Der Wert des Entscheidungsgegenstands, über den das Rekursgericht entschieden hat, liegt demnach bei Berücksichtigung der jeweils schon bestehenden Unterhaltsverpflichtungen betreffend Oliver bei 10.746 EUR an rückständigem Unterhalt und für Victoria bei ([650 EUR minus 250 EUR =] 400 EUR x 36 =) 14.400 EUR für den laufenden Unterhalt, in beiden Fällen somit jeweils unter 20.000 EUR.

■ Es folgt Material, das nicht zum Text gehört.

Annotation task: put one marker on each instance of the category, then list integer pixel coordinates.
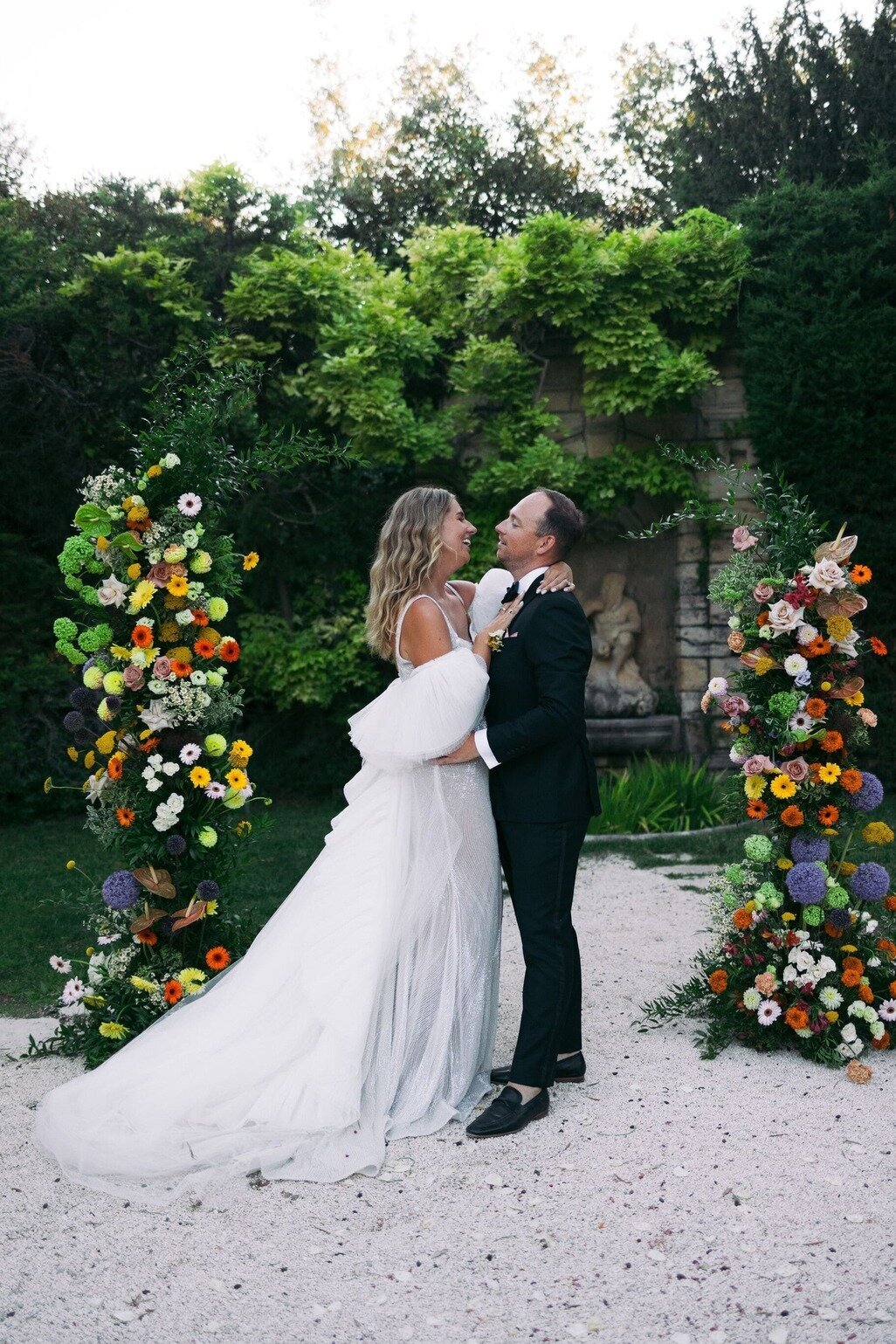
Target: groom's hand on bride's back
(466, 752)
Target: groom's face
(519, 545)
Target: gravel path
(668, 1199)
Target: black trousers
(539, 862)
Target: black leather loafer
(569, 1072)
(508, 1113)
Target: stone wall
(683, 638)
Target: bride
(366, 1009)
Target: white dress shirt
(481, 738)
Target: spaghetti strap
(401, 623)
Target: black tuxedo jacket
(534, 713)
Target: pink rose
(134, 678)
(756, 765)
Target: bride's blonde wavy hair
(406, 555)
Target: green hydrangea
(783, 703)
(95, 638)
(75, 553)
(837, 898)
(758, 848)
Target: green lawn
(39, 924)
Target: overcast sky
(149, 92)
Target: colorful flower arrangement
(805, 952)
(149, 574)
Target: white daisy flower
(190, 504)
(794, 665)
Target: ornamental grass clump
(805, 924)
(167, 781)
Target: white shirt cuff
(481, 740)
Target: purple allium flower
(870, 882)
(837, 918)
(806, 883)
(871, 793)
(121, 890)
(806, 848)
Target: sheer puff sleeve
(486, 603)
(424, 715)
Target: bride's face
(456, 536)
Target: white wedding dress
(364, 1010)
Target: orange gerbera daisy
(229, 651)
(141, 636)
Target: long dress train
(364, 1011)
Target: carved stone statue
(616, 688)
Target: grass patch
(39, 922)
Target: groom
(544, 789)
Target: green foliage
(817, 331)
(798, 104)
(657, 796)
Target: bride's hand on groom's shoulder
(558, 578)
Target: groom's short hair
(562, 520)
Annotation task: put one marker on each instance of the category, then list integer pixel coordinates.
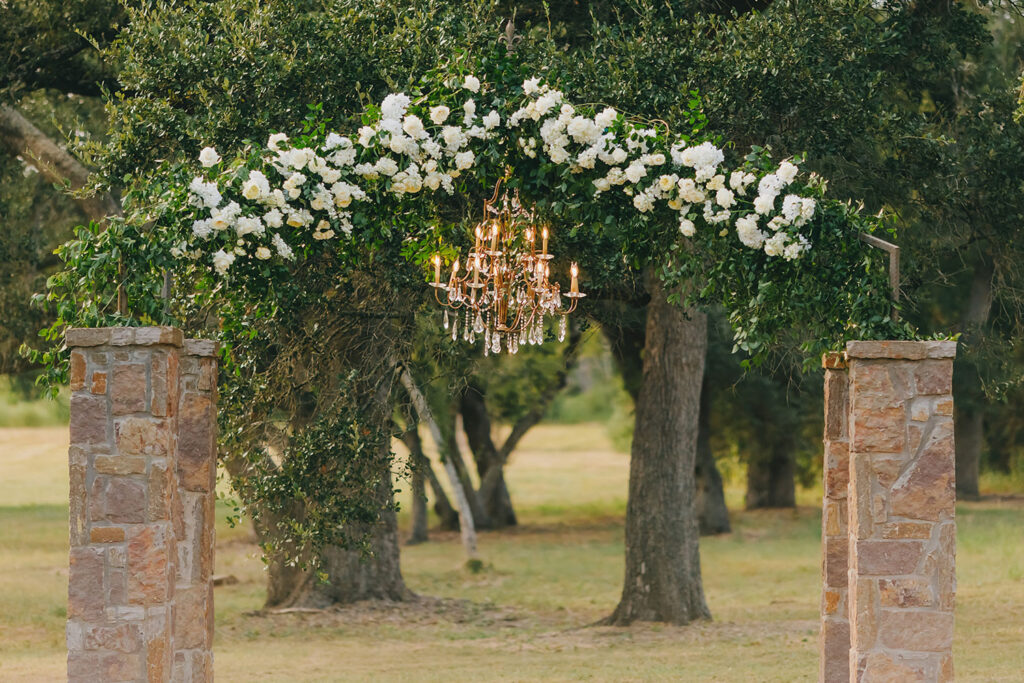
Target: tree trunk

2. Gemäß § 62 Abs 3 AußStrG ist der Revisionsrekurs - außer im Fall des § 63 Abs 3 AußStrG - jedenfalls unzulässig, wenn - wie hier - der Entscheidungsgegenstand an Geld oder Geldeswert insgesamt 20.000 EUR nicht übersteigt und das Rekursgericht nach § 59 Abs 1 Z 2 AußStrG den ordentlichen Revisionsrekurs für nicht zulässig erklärt hat. Unter diesen Voraussetzungen kann jedoch eine Partei nach § 63 Abs 1 und 2 AußStrG einen beim Erstgericht einzubringenden Antrag an das Rekursgericht stellen, seinen Ausspruch dahin abzuändern, dass der ordentliche Revisionsrekurs doch für zulässig erklärt werde (Zulassungsvorstellung). Vor einer nachträglichen Zulassung eines derartigen Revisionsrekurses durch die zweite Instanz ist der Oberste Gerichtshof funktionell unzuständig. Der Revisionsrekurs war dem Obersten Gerichtshof daher nicht vorzulegen, was auch dann gilt, wenn das Rechtsmittel - wie hier - als „außerordentliches" bezeichnet wird (RIS-Justiz RS0109516).

Die Akten sind demnach dem Erstgericht zurückzustellen, welches das Rechtsmittel dem Rekursgericht vorzulegen haben wird (§ 69 Abs 3 AußStrG).

3. Ob das Rechtsmittel den Erfordernissen des § 63 Abs 1 AußStrG entspricht oder ob es insoweit einer Verbesserung bedarf, bleibt der Beurteilung der Vorinstanzen vorbehalten.